Ah ha, success! I have FINALLY read a graphic novel from my list! No need for applause, gentle reader. I’m merely performing the bare minimum required of me. Given that I took up the lofty mantle of Major level participation (twelve books), I’m not doing a very good job in this challenge.
I blame society.
Anyway! The first graphic novel to get crossed off is Mister Wonderful by Daniel Clowes. I’ve read a lot of his work and when I found this FREE online graphic novel, I was happy to add it to the list. Not only is it a quick read, but it’s awesome, just like all of Clowes’ print books.
Clowes’ writes and draws the mundane in a delightfully weird fashion. From the snobby outsider Enid Coleslaw in Ghost World to the thoughtful pick-up artist David Boring, Clowes’ characters are unique in that they don’t strive to be anything more than regular people.
In Mister Wonderful we meet Marshall, a middle-aged divorced guy waiting for his blind date in a café. The graphic novel runs twenty chapters long and spans the course of his date with Natalie and the morning after.

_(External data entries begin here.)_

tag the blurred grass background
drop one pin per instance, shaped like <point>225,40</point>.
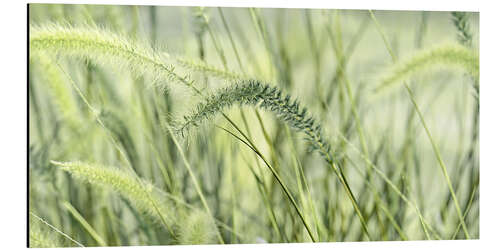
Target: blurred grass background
<point>296,50</point>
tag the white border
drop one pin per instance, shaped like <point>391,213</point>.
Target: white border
<point>13,117</point>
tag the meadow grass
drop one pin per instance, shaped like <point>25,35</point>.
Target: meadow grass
<point>354,168</point>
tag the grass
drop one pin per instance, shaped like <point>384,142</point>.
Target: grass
<point>251,125</point>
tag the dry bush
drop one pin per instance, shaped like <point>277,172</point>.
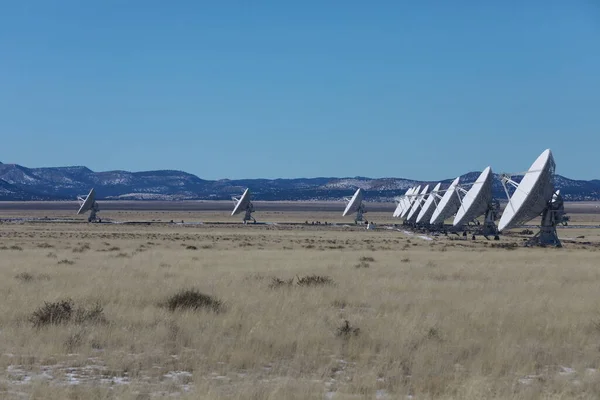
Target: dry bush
<point>347,330</point>
<point>82,248</point>
<point>65,311</point>
<point>279,283</point>
<point>314,280</point>
<point>193,299</point>
<point>24,276</point>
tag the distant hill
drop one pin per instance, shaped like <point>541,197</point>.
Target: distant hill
<point>65,183</point>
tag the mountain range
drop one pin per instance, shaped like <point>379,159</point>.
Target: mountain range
<point>18,183</point>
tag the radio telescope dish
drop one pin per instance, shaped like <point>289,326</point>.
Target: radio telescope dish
<point>406,201</point>
<point>355,205</point>
<point>410,201</point>
<point>429,205</point>
<point>535,196</point>
<point>417,204</point>
<point>88,203</point>
<point>448,205</point>
<point>244,204</point>
<point>478,201</point>
<point>401,203</point>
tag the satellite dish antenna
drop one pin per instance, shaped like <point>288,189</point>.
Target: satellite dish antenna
<point>535,196</point>
<point>244,204</point>
<point>407,201</point>
<point>355,205</point>
<point>410,201</point>
<point>478,201</point>
<point>429,205</point>
<point>448,205</point>
<point>401,203</point>
<point>417,204</point>
<point>88,203</point>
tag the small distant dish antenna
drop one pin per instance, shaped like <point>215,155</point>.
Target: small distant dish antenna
<point>410,200</point>
<point>88,203</point>
<point>401,203</point>
<point>417,204</point>
<point>355,205</point>
<point>478,201</point>
<point>448,205</point>
<point>244,204</point>
<point>429,205</point>
<point>535,196</point>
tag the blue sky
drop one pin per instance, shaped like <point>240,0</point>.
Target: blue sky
<point>424,90</point>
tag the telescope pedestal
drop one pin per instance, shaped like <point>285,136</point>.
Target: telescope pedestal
<point>248,215</point>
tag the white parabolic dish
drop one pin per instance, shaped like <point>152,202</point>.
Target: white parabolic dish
<point>88,203</point>
<point>476,200</point>
<point>407,201</point>
<point>398,209</point>
<point>532,195</point>
<point>416,207</point>
<point>410,200</point>
<point>429,206</point>
<point>448,205</point>
<point>242,203</point>
<point>354,203</point>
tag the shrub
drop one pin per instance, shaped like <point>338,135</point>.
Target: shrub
<point>64,311</point>
<point>194,300</point>
<point>278,283</point>
<point>314,280</point>
<point>24,276</point>
<point>347,330</point>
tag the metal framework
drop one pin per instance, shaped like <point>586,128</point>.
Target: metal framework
<point>94,209</point>
<point>552,215</point>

See? Clowes writes the mundane, but manages to make it interesting! The dialogue is snappy and modern and the pictures are typical Clowes—colourful crosshatched image of regular people. The difference is that onscreen they are vibrant. The colours really pop. While I’m not a fan of reading regular books on the computer, Mister Wonderful is easy on the eyes.

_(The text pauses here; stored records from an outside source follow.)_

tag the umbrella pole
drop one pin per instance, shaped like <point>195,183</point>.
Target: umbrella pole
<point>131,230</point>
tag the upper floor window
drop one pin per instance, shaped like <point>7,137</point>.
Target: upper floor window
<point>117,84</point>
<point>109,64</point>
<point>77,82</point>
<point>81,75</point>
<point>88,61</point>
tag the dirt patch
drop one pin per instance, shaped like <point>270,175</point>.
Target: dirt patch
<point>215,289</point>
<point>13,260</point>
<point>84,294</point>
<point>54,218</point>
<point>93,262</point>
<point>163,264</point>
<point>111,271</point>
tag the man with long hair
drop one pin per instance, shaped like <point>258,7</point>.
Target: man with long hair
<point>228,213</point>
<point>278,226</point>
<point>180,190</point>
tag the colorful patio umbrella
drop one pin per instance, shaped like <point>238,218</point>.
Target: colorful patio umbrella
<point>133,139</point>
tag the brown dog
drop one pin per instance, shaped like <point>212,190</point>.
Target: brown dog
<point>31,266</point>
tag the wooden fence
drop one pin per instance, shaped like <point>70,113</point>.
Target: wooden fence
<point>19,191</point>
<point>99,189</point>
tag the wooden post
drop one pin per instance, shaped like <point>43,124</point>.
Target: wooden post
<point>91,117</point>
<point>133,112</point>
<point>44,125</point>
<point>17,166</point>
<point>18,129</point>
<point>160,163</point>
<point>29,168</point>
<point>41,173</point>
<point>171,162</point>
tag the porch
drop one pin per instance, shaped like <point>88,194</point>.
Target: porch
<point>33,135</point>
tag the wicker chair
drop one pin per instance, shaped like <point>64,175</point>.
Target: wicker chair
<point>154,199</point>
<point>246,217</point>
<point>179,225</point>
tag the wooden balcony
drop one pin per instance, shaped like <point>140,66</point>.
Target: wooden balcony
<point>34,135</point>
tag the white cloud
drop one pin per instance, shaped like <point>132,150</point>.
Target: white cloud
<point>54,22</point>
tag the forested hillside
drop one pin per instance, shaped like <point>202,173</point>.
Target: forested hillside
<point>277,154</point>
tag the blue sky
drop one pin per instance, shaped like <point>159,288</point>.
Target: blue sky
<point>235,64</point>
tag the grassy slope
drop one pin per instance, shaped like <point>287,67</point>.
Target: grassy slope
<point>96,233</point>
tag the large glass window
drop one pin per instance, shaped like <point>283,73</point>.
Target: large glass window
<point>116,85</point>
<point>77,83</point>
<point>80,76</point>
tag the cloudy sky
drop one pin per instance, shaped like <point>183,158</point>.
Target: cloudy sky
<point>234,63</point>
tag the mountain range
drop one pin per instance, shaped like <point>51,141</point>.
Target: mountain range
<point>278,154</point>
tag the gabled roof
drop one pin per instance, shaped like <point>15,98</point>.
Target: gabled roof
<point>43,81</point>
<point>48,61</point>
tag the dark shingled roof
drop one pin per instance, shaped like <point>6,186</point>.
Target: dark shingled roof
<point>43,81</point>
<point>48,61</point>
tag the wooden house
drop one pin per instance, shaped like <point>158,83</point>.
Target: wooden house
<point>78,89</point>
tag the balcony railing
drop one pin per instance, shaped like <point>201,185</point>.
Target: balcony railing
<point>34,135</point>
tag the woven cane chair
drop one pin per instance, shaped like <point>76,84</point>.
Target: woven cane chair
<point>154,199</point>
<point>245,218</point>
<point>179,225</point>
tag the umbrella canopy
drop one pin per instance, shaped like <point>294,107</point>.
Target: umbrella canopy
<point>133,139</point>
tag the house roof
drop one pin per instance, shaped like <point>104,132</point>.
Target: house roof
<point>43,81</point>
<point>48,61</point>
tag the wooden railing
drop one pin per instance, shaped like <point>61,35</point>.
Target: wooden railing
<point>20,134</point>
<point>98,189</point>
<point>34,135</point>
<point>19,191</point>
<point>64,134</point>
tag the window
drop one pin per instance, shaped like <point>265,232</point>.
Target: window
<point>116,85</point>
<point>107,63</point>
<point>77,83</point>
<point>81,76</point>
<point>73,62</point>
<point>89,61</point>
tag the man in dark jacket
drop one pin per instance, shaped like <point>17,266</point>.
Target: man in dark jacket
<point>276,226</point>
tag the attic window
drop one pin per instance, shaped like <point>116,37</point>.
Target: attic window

Clowes is also a master at making the image fit with the words. For instance, when Natalie discloses to Marshall that her last relationship fell apart after she told her boyfriend she wanted a baby. Her boyfriend’s reaction was a derisive laugh. Clowes draws this laugh, filling Natalie’s apartment with the big block letters HAHA. The laughter haunts her.
Great graphic novel by a stellar writer and artist. I highly recommend Mister Wonderful. It doesn’t take long to read, and it’s a great introduction to Clowes’ work if you’ve never read anything else by him. One thing to note if you plan on reading this, the New York Times posted the conclusion first for some odd reason. Skip the first link and go straight to chapter one. Unfortunately, I read the conclusion first so I had a sense of where the story was going.